National
Tolerance for Labor mismanagement wearing thin
The Rudd Government has been warned the Coalition may no longer tolerate its failure to allocate sufficient time for the consideration of legislation when planning the sitting calendar for the next year, the Senate heard today.
During a debate on the sitting pattern for 2010 the Manager of Opposition Business in the Senate, Senator Stephen Parry, pointed out to Labor that its proposal did not cater for the usual backlog of legislation that occurs between July and December every year.
“There is a well-established convention that the Government of the day sets the agenda. The Government of the day will set the sitting agenda for each year. It is something that we have always agreed with and supported,’’ Senator Parry said.
“However, the Government has failed three years in a row to allow sufficient time in the sitting calendar for the consideration of its legislation.
“Since coming to Government, Rudd Labor has only scheduled 14 sitting weeks each year for the Senate.
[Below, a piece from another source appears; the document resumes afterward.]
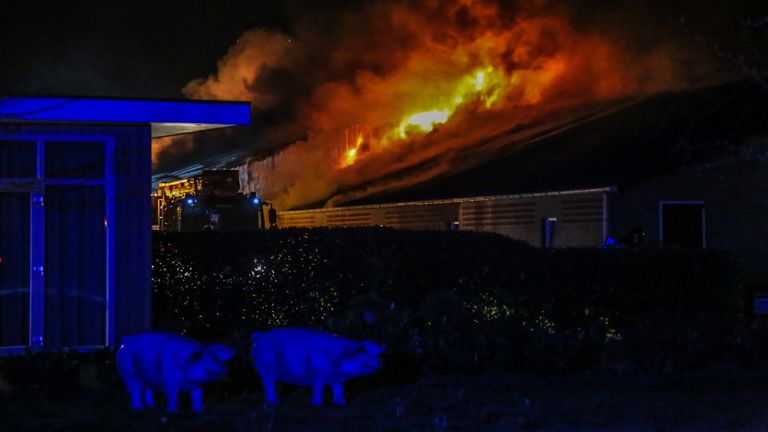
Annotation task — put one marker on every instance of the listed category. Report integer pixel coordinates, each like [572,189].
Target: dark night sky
[119,48]
[152,49]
The Howard government never sat any less than 15 weeks (except in an election year) and sometimes as many as 19 weeks in a year.
“I have been on the record on three separate occasions this year indicating that the sitting schedule has not been long enough. You cannot just come to the last two or three weeks of a sitting schedule and say we need to increase the hours now. This should have been done when the Government set the calendar at the beginning of the year.
“The Government has been ad hoc in its approach to scheduling time to accommodate debate on its legislation, scheduling extra days as the need arises, which interferes with the commitments of Members of Parliament and their staff outside of Canberra.
“The sitting schedule needs to be `locked in’ well in advance; not a last minute rearrangement to accommodate a Government that won’t subject itself to scrutiny.’’
Senator Parry warned the Government that the Coalition had been reluctantly supportive of last-minute demands from the Government for extended hours over the last two years.
“But, going back to the middle of the year, I indicated that this would not go on forever,’’ he said.